Local

Seattle research group coordinating human trial for coronavirus treatment

SEATTLE — The Food and Drug Administration has given approval for a new coronavirus immunotherapy clinical trial to go forward. It’s a treatment using “Natural Killer cells” -- a special type of immune cell - that’s also shown success in fighting against some cancers.

Seattle’s Infectious Disease Research Institute (IDRI) says it’s coordinating human trials for the treatment in collaboration with New Jersey-based Celularity, which pioneered investigational immunotherapy.

The treatment is for people with COVID-19 who are sick enough to be hospitalized – which means the virus has already started attacking their lungs.

“We feel this incredible sense of urgency right now,” said Dr. Corey Casper, the CEO of IDRI. “Patients with moderate disease - right now, there are no other good therapies,” he said.

Here's how the new immunotherapy works. Casper explains that when the virus is in your body, your immune system is attacking it.
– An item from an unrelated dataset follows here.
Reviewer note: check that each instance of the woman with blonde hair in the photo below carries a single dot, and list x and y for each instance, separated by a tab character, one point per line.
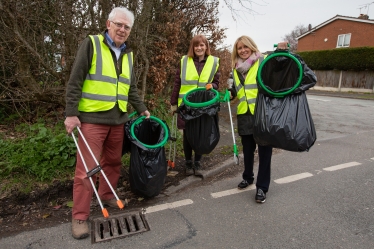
197	69
246	59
But when COVID-19 reaches your lungs, your body starts attacking there.

“That creates even more inflammation,” said Casper, who is also a clinical professor of global health and medicine (infectious disease) at the University of Washington.

As symptoms progress, your lungs can fill with fluid.

“The initial patients here in Seattle with severe disease, they were actually dying of the complications of the immune system fighting the virus,” Casper said.

The treatment they're about to start testing is to give hospitalized patients something called “Natural Killer cells,” or NK cells.

“They’ll get an IV bag of these immune cells,” Casper said. “We'll infuse these into the body, they'll find their way to the lungs, they'll kill the virus, and control the inflammation the virus is causing and killing the patients,” he said.

He said patients in China who got severely sick from COVID-19 were found to have lower numbers of the Natural Killer cells.

“We think by giving these cells back, it gives them critical cells -- immune cells -- they’re lacking to fight the infection,” Casper said.

The company in New Jersey, Celularity, is producing the infusions of CYNK-001, their Natural Killer cell product.

IDRI in Seattle is handling the clinical trial portion, which will start with 86 patients.

Casper said Natural Killer cells have already shown success in some blood and brain cancer patients who've exhausted other treatment options.

“Seeing that cancer melt away is one of most remarkable things I've seen,” Casper said. “We’re hoping the same process that allows these cells to go where needed to kill a cancer, will allow them to go where they need to go to kill coronavirus,” he said.

The company hopes to start treating COVID-19 patients within a few weeks. Patients who participate will be in Washington, the East Coast, and other potential hot spots.

Casper said the biotechnology could also be used potentially to treat new viruses in the future.

“Beyond its promise as a critically needed treatment for COVID-19, the biology of NK cells indicates a possibility that this immunotherapy could be used as an off-the-shelf treatment for future pandemic infections,” he added.